Today I am going to share with you an article submitted to me by a friend of mine named John McAdams. He brings up a very interesting thought here that you never hear mentioned, but it can have a profound impact on how much money a player will make in different cities.
This is a good thing for the Miami Dolphins and a bad thing for the New York Jets, but it is not mentioned enough, so I thought I would bring it up to you guys and see what you thought about it.
Here is what he sent to me:
Simple Sports Economics-101
cost of living n. The average cost of the basic necessities of life, such as food, shelter, and clothing in a specific locale.
Before we begin this year’s Free Agency in the NFL, it would be very good to review some very simple facts that are completely ignored by the entire professional sports community. When various players are traded or acquired and change the teams and, consequently, locations where they work and live, we only hear the terms "how much" and "how long". The second most important consideration of the entire transaction is completely ignored; that is where a player is currently working and their future workplace and home.
To illustrate the significance of cost of living (COL) and why it is so extremely important, an example of a NFL player moving is provided, however the circumstances are exactly the same in all professional team sports.
A New Orleans FA player is sought by the New York Jets, the Miami Dolphins, and his current team. The Saints have offered $5,000,000 to keep him, the Dolphins have offered $6,700,000 for his services and the Jets have offered $8,000,000.
If the locations are thought about like they normally are on TV the professional athlete is skating on very thin, dangerous ice. Let’s do a little tiny bit of cost of living analysis.
If you are working for a company in Nebraska and they send you to live in Hong Kong, they would have to pay you almost 3 times your Nebraska wages, in order for you to live as you did in Nebraska. Similarly, the cost of living varies throughout the U.S. and each state is as different in the value of a dollar as different countries.
Our New Orleans player has the three offers ($5 million in New Orleans, $6.7 million in Miami, and $8 million in New York); let’s examine each offer using cost of living. If he stays in New Orleans, he knows what things cost and he’s grown into a lifestyle compatible with his income.
Let’s see what happens if he moves to New York. Among all the wonderful things about Gotham, one thing isn’t so wonderful: New York City is one of the most expensive areas to live in the U.S. The city itself even has a city income tax! Because of taxes and other hard and fast costs, New York City has an EF (Equivalency Factor) of 2.38.
In order for our Saint’s player to have an equivalent standard of living that he had in New Orleans and be with the Jets, he would have to be paid $10,217,859.
The third team in the mix, the Dolphins, has offered $6.7 million and since Miami has an EF of .99, there is essentially a $1.8 million dollar raise over the New Orleans offer since the cost of living is almost the same in Miami and New Orleans.

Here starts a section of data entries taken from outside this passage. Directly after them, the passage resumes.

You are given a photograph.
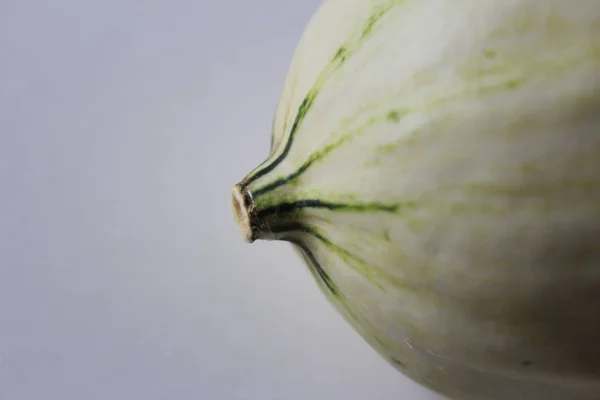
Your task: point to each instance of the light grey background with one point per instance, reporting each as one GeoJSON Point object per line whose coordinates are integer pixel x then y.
{"type": "Point", "coordinates": [123, 125]}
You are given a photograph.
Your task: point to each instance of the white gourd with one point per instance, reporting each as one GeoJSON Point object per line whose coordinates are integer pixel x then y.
{"type": "Point", "coordinates": [437, 164]}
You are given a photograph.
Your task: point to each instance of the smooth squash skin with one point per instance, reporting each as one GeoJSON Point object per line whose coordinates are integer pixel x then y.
{"type": "Point", "coordinates": [437, 165]}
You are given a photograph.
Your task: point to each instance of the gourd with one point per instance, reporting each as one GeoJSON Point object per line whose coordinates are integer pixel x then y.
{"type": "Point", "coordinates": [437, 165]}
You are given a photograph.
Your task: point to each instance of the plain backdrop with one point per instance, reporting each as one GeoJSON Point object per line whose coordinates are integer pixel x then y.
{"type": "Point", "coordinates": [123, 126]}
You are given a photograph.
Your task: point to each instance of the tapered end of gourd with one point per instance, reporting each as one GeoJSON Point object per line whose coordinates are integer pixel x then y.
{"type": "Point", "coordinates": [241, 204]}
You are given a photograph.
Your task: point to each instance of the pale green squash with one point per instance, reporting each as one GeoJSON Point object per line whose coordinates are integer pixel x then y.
{"type": "Point", "coordinates": [437, 163]}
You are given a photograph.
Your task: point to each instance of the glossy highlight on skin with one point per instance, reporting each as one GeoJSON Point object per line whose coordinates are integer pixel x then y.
{"type": "Point", "coordinates": [442, 185]}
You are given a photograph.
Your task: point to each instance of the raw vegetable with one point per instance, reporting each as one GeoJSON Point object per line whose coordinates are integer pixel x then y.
{"type": "Point", "coordinates": [437, 165]}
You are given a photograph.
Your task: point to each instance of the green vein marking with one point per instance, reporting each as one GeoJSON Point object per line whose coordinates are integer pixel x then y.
{"type": "Point", "coordinates": [366, 269]}
{"type": "Point", "coordinates": [343, 53]}
{"type": "Point", "coordinates": [293, 206]}
{"type": "Point", "coordinates": [311, 260]}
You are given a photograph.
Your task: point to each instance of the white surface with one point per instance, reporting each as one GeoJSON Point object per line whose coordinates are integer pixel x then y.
{"type": "Point", "coordinates": [123, 125]}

So unless our fictional Saint’s player wants to take a massive pay cut and live in New York City, he would be wise to stay where he is or take the Miami offer.
Every professional athlete should strongly examine the cost of living and the EF (Equivalency Factor) when considering any career move. Stay tuned, cost of living, the Equivalency Factor, how it is calculated, and individual NFL cities cost of living factors will all be covered in future articles in this series.
Thanks for stopping by. I hope you enjoyed this look at the incredible differences in the Cost of Living in different cities.